Die Katholische Universität Eichstätt-Ingolstadt (KU) ist die einzige katholische Universität in Deutschland. Mit 4.573 Studierenden, davon 610 Fachhochschul-Studenten, (Stand: WS 2010/11)[1] ist sie die kleinste bayerische Universität. Hauptstandort ist Eichstätt, Teile der Universität befinden sich in Ingolstadt.
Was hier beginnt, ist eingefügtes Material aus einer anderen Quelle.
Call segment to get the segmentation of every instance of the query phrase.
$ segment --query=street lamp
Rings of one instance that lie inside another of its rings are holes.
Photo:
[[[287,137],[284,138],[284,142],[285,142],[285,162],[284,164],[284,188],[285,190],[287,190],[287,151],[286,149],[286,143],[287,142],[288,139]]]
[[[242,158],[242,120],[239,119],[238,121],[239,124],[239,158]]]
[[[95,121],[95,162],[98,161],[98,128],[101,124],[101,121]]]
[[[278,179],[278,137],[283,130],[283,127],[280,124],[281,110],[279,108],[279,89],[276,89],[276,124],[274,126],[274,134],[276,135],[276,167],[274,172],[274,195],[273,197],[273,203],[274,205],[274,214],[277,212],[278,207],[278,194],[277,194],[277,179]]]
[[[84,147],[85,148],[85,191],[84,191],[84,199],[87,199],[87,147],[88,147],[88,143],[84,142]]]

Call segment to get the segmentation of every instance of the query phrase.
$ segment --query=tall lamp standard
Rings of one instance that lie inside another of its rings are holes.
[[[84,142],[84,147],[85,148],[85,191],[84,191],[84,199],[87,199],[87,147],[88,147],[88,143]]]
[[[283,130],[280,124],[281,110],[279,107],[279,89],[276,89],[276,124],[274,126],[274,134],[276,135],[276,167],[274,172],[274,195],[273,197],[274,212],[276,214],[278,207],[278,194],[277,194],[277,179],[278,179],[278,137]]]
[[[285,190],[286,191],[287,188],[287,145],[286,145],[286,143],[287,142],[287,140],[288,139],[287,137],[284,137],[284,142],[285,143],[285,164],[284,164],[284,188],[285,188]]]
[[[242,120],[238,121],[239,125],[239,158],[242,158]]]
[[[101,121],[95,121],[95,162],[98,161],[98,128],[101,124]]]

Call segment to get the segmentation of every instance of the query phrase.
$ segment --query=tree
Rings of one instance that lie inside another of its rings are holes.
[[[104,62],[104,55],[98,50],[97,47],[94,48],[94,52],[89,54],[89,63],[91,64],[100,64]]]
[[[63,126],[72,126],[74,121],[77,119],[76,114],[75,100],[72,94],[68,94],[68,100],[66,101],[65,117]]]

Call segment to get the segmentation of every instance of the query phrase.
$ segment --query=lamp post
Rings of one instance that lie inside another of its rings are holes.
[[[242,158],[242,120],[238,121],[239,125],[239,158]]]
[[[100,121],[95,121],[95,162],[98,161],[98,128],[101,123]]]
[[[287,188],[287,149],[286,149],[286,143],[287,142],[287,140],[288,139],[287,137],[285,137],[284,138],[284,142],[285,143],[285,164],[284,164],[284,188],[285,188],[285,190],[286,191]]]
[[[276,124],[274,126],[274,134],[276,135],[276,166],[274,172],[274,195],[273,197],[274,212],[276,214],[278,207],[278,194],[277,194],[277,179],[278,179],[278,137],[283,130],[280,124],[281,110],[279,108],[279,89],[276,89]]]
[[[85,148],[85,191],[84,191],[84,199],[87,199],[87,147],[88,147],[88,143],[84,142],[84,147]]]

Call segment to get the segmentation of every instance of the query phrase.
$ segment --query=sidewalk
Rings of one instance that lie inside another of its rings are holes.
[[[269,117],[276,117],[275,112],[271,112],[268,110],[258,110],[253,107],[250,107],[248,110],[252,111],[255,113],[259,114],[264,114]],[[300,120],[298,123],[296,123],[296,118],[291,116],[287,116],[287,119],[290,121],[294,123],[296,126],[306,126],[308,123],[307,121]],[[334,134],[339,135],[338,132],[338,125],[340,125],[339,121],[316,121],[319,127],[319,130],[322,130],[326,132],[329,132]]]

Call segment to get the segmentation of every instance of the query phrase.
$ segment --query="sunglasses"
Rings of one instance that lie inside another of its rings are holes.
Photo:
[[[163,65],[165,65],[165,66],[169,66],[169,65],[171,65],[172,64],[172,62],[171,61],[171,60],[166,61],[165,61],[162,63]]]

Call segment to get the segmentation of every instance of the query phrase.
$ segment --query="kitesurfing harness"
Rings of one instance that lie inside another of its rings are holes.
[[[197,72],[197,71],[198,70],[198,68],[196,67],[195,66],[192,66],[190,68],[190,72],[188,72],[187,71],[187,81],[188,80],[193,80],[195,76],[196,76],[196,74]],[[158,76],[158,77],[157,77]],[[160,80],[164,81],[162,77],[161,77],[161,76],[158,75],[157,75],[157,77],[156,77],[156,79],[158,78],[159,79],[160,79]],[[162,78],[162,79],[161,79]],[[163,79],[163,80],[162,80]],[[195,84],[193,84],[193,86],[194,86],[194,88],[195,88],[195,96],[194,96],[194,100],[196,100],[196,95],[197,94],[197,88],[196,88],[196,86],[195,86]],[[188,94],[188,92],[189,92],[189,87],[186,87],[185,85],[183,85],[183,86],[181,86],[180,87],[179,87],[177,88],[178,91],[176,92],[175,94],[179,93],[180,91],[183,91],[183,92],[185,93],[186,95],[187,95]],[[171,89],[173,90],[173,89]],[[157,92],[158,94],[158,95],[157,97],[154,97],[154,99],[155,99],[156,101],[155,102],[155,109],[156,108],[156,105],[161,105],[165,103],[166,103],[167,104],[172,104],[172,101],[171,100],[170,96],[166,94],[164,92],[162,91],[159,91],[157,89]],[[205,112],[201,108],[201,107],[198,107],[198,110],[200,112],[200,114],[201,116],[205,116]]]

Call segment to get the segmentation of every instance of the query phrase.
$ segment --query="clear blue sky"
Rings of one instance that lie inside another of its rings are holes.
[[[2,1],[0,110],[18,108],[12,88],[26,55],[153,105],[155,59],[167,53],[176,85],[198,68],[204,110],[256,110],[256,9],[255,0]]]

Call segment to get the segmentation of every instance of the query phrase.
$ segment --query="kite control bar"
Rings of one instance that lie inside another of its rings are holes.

Die KU Eichstätt-Ingolstadt ist eine Stiftungshochschule.

Inhaltsverzeichnis

Statut

Sommerresidenz der Katholischen Universität Eichstätt-Ingolstadt in Eichstätt

Die KU ist eine „Katholische Universität“ im Sinn der Apostolischen Konstitution Ex Corde Ecclesiae. Trägerin der Universität ist die Stiftung Katholische Universität Eichstätt, Kirchliche Stiftung des öffentlichen Rechts, die den bayerischen Bischöfen unterstellt ist. Der Bischof von Eichstätt ist Vorsitzender der Stiftungsrates und Großkanzler der Universität, die zu 85 Prozent vom Freistaat Bayern und zu 15 Prozent von den bayerischen Diözesen finanziert wird.[2] Die Freisinger Bischofskonferenz einigte sich am 24. April 2009 darauf, diese Satzungsregelung zu ändern. Der Vorsitz der Universität soll auf den Erzbischof von München und Freising als Vorsitzenden der Bischofskonferenz übergehen.[3]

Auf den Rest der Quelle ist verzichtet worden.